Because destroying everything mindlessly isn't cool enough.

Thanic Nur Samin
Posts: 176
Joined: Sun Dec 01, 2013 11:02 am

### Re: IMO 2017 Problem 2

Let $P(x,y)$ denote the FE. Note that if $f$ is a solution then $-f$ is also a solution.

Now, $P(2,2)$ imply that $f(f(2)^2)=0$. Let $t=f(2)^2$.

Case 1: $t \neq 1$

$P(x,t)$ implies $f(0)+f(x+t)=f(xt)$, and we can find $x$ so that $x+t=xt$. So $f(0)=0$. Now $P(x,0)$ implies $f(x)=0$ for all real $x$.

Case 2: $t = 1$

So $f(2)=1$ or $-1$. It suffices to deal with the $f(2)=1$ case since $f$ being a solution implies $-f$ is also a solution.

$P(x,1)$ implies $f(0)+f(x+1)=f(x)$, plugging in $1$ here we get that $f(0)=-1$ which implies that $f(x+1)=f(x)+1$ and thus $f(x+n)=f(x)+n$ by induction for integer $n$.

$P(x,0)$ implies that $f(-f(x))+f(x)=-1$ and so $f(-f(x))=-1-f(x)$.

$P(-f(x),0)$ implies that $f(-f(-f(x)))=-1-f(-f(x))$ which implies $f(f(x))=f(x-1)$.

Now assume that $f(k)=0$ but $k \neq 1$. So there exists $r$ with $k+r=kr$. $P(k,r)$ implies $f(0)=0$ which is a contradiction.

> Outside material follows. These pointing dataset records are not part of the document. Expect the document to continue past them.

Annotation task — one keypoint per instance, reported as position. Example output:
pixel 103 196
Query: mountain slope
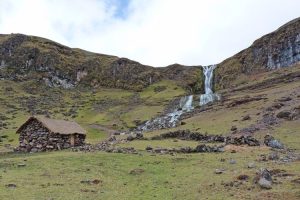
pixel 278 49
pixel 28 57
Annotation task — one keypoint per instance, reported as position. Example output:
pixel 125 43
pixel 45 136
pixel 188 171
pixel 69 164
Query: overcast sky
pixel 153 32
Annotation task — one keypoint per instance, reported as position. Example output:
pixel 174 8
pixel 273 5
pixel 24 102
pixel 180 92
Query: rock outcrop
pixel 25 57
pixel 278 49
pixel 33 58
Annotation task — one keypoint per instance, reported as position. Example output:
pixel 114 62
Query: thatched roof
pixel 56 126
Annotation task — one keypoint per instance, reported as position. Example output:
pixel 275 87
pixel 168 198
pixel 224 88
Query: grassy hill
pixel 107 94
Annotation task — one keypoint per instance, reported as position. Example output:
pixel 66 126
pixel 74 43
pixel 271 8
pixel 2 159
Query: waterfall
pixel 171 119
pixel 186 103
pixel 209 96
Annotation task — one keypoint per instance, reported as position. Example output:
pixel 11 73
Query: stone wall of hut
pixel 34 137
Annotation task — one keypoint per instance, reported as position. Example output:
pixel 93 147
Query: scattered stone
pixel 219 171
pixel 11 185
pixel 283 99
pixel 265 179
pixel 284 115
pixel 232 162
pixel 137 171
pixel 251 165
pixel 275 106
pixel 233 128
pixel 96 181
pixel 243 177
pixel 273 156
pixel 130 138
pixel 148 148
pixel 265 184
pixel 271 142
pixel 182 123
pixel 247 117
pixel 297 180
pixel 90 182
pixel 21 165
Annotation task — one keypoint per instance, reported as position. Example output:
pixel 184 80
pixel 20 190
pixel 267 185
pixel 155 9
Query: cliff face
pixel 27 57
pixel 278 49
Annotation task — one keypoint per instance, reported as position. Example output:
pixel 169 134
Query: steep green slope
pixel 278 49
pixel 28 57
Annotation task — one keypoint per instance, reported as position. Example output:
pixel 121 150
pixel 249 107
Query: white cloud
pixel 156 32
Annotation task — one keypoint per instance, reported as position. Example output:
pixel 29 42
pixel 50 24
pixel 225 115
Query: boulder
pixel 284 115
pixel 265 179
pixel 271 142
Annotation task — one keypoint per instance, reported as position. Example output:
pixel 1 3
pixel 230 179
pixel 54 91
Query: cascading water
pixel 171 119
pixel 209 96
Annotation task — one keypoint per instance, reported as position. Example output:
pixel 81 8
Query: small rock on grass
pixel 21 165
pixel 11 185
pixel 232 161
pixel 265 179
pixel 251 165
pixel 243 177
pixel 219 171
pixel 137 171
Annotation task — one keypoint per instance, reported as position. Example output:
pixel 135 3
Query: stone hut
pixel 44 134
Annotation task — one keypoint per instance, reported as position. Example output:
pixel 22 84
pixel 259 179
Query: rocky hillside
pixel 33 58
pixel 28 57
pixel 278 49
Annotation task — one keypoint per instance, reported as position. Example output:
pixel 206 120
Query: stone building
pixel 44 134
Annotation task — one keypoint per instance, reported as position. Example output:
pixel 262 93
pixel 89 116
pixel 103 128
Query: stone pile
pixel 196 136
pixel 202 148
pixel 107 146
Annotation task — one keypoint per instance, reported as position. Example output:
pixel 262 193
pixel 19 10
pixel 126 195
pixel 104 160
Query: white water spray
pixel 209 96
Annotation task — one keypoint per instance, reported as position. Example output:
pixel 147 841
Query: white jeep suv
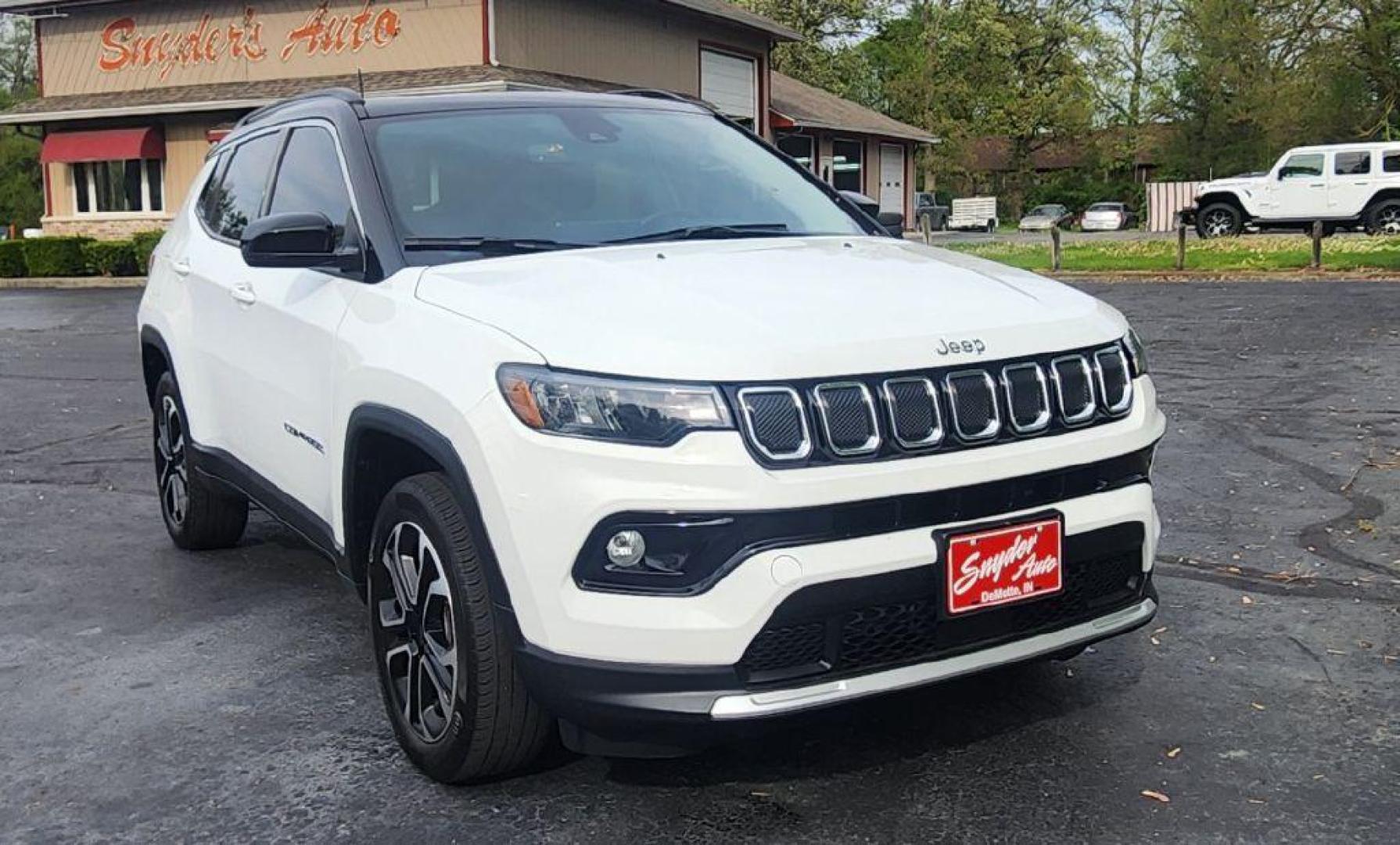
pixel 627 429
pixel 1337 185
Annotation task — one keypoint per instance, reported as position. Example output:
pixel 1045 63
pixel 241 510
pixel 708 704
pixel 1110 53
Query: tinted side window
pixel 1353 164
pixel 310 178
pixel 1302 166
pixel 209 200
pixel 244 184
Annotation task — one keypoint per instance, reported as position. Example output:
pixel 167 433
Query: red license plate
pixel 1004 565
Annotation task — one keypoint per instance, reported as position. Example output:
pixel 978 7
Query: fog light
pixel 626 548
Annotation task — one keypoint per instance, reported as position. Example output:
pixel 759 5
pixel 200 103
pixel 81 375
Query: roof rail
pixel 342 94
pixel 662 94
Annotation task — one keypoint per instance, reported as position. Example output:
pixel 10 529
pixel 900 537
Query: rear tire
pixel 1384 218
pixel 199 513
pixel 1219 221
pixel 447 667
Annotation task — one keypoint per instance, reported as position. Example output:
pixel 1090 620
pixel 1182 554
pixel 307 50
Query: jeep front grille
pixel 895 415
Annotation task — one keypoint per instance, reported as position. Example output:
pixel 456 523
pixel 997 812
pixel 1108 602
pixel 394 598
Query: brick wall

Note that this implies that $f(k)=n$ for integer $n$ is only possible when $k=n+1$.

Now note that if there exists $p$ and $q$ so that $f(f(p)f(q))=-1$ then $f(p)f(q)=0$ then at least one of $p$ and $q$ equals to $1$.

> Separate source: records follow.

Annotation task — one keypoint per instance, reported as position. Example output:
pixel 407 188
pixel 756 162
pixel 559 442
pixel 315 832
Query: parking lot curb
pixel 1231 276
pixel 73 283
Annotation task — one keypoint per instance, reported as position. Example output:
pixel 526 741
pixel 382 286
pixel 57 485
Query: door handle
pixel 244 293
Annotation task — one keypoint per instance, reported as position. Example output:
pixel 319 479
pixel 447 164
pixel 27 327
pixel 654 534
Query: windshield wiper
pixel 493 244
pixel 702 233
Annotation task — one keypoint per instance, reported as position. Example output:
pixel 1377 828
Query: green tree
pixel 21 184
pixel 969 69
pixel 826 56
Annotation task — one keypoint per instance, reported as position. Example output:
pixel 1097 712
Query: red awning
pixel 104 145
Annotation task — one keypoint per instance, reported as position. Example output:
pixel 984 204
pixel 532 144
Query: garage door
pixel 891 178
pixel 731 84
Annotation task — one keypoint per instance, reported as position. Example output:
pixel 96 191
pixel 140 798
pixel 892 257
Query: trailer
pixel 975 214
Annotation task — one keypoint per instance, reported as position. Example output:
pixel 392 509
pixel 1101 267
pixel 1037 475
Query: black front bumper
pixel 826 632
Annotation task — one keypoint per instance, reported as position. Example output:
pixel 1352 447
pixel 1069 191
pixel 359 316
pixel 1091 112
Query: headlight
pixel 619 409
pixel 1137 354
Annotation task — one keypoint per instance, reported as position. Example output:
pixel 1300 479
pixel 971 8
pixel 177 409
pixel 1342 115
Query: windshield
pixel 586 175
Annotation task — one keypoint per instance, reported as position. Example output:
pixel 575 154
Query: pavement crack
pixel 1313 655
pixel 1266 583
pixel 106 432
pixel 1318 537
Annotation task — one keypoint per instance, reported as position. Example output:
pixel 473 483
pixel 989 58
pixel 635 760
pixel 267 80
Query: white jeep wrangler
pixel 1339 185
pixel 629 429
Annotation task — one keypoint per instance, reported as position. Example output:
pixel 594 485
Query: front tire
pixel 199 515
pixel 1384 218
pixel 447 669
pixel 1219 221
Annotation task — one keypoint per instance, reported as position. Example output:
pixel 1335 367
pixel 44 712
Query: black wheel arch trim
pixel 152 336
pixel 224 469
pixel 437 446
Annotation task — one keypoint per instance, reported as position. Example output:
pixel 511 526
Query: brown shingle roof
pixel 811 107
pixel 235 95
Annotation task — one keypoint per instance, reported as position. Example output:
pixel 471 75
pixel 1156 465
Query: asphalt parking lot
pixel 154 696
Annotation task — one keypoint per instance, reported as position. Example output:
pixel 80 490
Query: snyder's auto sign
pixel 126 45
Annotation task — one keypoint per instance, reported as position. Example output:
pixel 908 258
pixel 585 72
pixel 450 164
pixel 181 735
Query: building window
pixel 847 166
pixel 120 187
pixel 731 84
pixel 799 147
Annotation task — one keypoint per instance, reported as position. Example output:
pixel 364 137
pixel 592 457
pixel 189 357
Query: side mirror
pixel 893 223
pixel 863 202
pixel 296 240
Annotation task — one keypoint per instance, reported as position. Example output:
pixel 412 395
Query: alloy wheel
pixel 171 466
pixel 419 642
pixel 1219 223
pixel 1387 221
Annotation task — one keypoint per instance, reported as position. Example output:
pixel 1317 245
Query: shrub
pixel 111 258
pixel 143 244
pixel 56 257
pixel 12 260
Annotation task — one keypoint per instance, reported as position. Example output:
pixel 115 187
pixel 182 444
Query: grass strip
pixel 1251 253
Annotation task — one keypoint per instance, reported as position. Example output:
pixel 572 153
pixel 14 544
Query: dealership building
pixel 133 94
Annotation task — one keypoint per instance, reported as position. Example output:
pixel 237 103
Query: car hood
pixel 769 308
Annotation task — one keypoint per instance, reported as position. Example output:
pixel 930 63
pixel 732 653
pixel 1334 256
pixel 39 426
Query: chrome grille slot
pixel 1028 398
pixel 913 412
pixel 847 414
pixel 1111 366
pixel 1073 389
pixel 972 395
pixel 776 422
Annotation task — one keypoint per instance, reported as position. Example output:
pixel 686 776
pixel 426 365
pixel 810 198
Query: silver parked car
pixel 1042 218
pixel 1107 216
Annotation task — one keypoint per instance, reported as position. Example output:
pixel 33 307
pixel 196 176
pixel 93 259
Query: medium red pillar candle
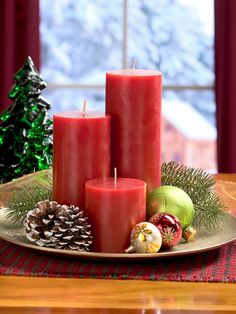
pixel 81 151
pixel 133 98
pixel 113 209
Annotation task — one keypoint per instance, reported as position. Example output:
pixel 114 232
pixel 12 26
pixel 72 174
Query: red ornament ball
pixel 169 227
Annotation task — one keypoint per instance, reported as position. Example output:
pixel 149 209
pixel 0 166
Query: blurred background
pixel 81 40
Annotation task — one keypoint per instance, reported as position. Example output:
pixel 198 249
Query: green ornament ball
pixel 172 200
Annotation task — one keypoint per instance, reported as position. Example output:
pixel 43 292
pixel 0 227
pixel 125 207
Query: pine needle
pixel 25 199
pixel 198 184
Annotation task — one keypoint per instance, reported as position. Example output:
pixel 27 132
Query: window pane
pixel 80 39
pixel 189 134
pixel 175 37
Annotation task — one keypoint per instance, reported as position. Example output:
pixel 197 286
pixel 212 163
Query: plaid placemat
pixel 212 266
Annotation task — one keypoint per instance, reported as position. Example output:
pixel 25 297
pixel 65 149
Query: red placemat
pixel 212 266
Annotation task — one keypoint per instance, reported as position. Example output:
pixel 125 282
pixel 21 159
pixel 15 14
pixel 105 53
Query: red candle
pixel 114 207
pixel 133 98
pixel 81 151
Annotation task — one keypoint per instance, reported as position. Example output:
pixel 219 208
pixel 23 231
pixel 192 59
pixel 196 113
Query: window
pixel 81 40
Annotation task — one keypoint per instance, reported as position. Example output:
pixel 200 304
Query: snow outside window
pixel 82 39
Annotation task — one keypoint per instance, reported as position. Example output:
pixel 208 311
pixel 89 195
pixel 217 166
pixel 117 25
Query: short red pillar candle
pixel 81 151
pixel 114 208
pixel 133 98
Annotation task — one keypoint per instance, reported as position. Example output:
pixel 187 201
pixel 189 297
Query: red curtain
pixel 225 69
pixel 19 37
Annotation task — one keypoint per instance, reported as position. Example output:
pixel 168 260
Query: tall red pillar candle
pixel 133 98
pixel 114 208
pixel 81 151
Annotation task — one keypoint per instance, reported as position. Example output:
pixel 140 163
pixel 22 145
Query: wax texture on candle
pixel 113 209
pixel 133 98
pixel 81 151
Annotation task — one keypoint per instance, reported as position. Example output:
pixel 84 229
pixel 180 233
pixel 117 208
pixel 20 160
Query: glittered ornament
pixel 145 238
pixel 169 227
pixel 189 234
pixel 172 200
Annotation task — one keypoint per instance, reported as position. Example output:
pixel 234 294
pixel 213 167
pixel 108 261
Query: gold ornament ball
pixel 172 200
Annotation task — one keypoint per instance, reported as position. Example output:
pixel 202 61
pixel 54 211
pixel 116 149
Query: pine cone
pixel 59 226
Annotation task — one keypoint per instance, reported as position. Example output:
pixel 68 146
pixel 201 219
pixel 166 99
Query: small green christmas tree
pixel 25 127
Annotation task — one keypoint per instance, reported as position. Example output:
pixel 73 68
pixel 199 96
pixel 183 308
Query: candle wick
pixel 84 108
pixel 115 175
pixel 85 105
pixel 134 64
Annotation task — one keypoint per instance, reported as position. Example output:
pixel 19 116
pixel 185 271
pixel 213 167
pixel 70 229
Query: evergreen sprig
pixel 25 199
pixel 198 184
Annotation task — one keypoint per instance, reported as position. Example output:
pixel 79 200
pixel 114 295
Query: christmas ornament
pixel 172 200
pixel 189 234
pixel 25 128
pixel 58 226
pixel 144 238
pixel 198 184
pixel 169 227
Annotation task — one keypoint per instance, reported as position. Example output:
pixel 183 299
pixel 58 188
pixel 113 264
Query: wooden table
pixel 46 295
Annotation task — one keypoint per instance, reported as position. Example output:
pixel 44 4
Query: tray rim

So if there exists $p$ and $q$ so that $f(pq)-f(p+q)=-1$ or $f(pq+1)-f(p+q)=0$ or $f(pq+1)=f(p+q)$ then at least one of $p$ and $q$ equals to $1$. WLOG $q=1$. But then $pq+1=p+q$.

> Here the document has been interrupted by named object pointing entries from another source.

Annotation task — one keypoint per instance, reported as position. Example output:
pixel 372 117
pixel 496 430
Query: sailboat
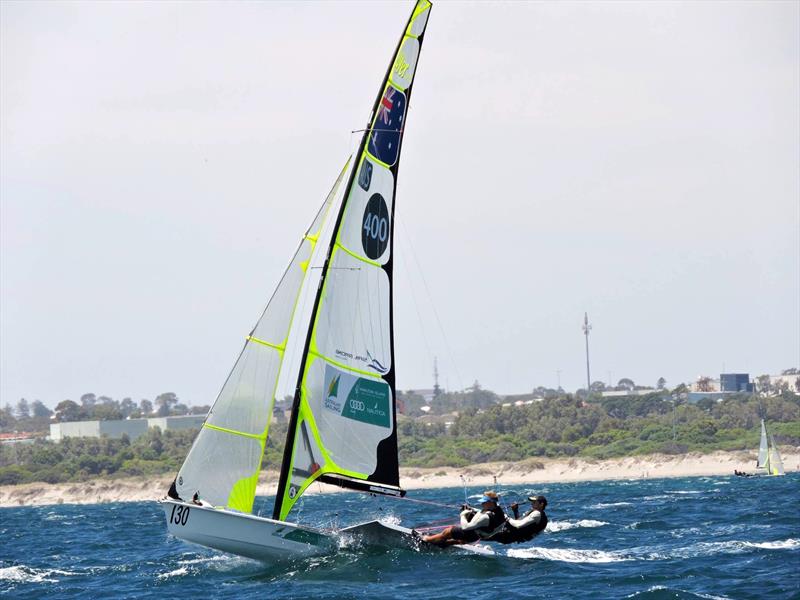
pixel 333 303
pixel 769 459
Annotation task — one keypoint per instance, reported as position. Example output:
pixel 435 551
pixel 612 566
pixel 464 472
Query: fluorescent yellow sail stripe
pixel 356 256
pixel 278 347
pixel 254 436
pixel 420 8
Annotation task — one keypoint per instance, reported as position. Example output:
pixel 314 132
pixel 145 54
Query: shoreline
pixel 528 471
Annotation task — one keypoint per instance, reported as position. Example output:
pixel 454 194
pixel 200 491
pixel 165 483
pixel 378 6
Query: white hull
pixel 243 534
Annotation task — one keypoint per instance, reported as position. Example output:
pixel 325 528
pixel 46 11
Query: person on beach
pixel 475 525
pixel 518 530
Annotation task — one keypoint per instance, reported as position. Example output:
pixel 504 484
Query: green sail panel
pixel 345 400
pixel 225 459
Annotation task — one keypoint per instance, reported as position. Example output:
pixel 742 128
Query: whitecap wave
pixel 23 574
pixel 789 544
pixel 610 504
pixel 180 572
pixel 554 526
pixel 569 555
pixel 732 547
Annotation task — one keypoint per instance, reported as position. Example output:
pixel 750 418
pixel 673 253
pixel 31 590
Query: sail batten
pixel 343 421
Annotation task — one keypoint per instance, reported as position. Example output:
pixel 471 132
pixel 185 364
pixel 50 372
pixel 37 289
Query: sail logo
pixel 376 365
pixel 331 400
pixel 384 141
pixel 401 65
pixel 369 402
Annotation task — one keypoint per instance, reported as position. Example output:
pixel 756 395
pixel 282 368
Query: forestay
pixel 343 428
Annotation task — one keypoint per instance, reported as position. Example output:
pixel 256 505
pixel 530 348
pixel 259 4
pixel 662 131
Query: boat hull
pixel 242 534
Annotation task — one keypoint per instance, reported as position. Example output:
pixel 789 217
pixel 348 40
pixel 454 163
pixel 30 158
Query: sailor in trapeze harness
pixel 491 524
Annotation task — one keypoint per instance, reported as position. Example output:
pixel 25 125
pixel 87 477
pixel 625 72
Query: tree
pixel 23 410
pixel 127 406
pixel 7 420
pixel 67 411
pixel 626 384
pixel 88 401
pixel 598 386
pixel 40 411
pixel 165 402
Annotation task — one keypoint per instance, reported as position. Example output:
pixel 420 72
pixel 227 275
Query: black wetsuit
pixel 515 535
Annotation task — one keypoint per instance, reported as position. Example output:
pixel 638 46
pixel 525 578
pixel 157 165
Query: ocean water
pixel 708 537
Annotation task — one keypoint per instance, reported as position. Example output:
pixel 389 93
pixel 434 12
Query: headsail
pixel 225 459
pixel 343 426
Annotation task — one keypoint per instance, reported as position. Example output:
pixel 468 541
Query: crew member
pixel 518 530
pixel 475 525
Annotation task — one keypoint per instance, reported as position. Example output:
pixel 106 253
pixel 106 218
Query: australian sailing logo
pixel 332 402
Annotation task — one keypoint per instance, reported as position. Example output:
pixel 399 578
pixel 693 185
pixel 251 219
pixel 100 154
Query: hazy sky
pixel 639 161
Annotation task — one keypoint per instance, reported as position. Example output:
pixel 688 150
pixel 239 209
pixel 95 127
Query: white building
pixel 115 429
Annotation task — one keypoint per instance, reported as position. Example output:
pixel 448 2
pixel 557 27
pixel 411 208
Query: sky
pixel 638 161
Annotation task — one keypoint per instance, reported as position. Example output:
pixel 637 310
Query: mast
pixel 388 377
pixel 586 329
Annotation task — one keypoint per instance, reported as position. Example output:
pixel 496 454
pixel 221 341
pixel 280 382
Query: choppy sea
pixel 703 537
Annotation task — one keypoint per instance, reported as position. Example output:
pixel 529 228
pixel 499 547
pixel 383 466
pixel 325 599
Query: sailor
pixel 199 501
pixel 475 525
pixel 518 530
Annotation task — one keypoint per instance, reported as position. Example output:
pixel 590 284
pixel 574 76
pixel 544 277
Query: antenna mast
pixel 586 329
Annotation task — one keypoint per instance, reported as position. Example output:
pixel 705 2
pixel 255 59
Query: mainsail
pixel 343 429
pixel 769 459
pixel 225 459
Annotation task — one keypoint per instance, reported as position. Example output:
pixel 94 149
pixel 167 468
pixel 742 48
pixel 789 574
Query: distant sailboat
pixel 334 306
pixel 769 459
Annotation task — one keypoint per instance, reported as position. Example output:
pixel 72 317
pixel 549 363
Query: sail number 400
pixel 376 227
pixel 180 515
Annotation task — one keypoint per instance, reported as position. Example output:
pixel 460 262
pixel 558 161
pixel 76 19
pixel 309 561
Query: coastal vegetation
pixel 483 431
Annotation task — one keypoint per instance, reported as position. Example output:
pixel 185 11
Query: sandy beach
pixel 530 471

Now, if $f(a)=f(b)$, then $f(a+n)=f(b+n)$. Note the quadratic $x^2-(a+n)x+(b+n-1)$. The discriminant is $(a+n)^2-4(b+n-1)$ which for large enough $n$ would be positive. So its roots would be real. If the roots are $p$ and $q$, then $a+n=p+q$ and $b+n=pq+1$. Since $f(a+n)=f(b+n)$ we get that $a=b$. So $f$ is injective.

Now, from $f(f(x))=f(x-1)$ we get that $f(x)=x-1$. Plugging it into the FE, it works.

So $0, x-1$ and $1-x$ are the only solutions.
Hammer with tact.

Because destroying everything mindlessly isn't cool enough.

Arman Hassan
Posts: 3
Joined: Thu Aug 27, 2015 12:03 pm

### Re: IMO 2017 Problem 2

vaiya ami akvabe krsi aki ans ase but akta problem hochvhehochche. will be pleased if u help
f(f(0)f(0))=f(f(2)f(2))=0
now plugging y=o we get for every x
f(x)=f(0)-f(f(0)f(x))
plugging f(x)=y we get
y=f(0)-f(f(0)y)
now for a certain function f(0) is constant
we assume f(0)=c so
y=c-f(cy)
plugging y=x/c we get
f(x)=f(0)-x/f(0)
now using this ans f(f(2)f(2))=0 we get
f(0)=1 or -1
so f(x)=1-x or x-1
now if f(0)=0
f(x)=f(0)-x/f(0) becomes undefined
so plugging f(0)=0 in f(x)=f(0)-f(f(x)f(0)) we get
f(x)=0
so f(x)=0,x-1or 1-x
could u please tell me where I am wrong??
please don't lauge I beg u

Atonu Roy Chowdhury
Posts: 63
Joined: Fri Aug 05, 2016 7:57 pm
Location: Chittagong, Bangladesh

### Re: IMO 2017 Problem 2

NO INJECTIVITY!!!
This was freedom. Losing all hope was freedom.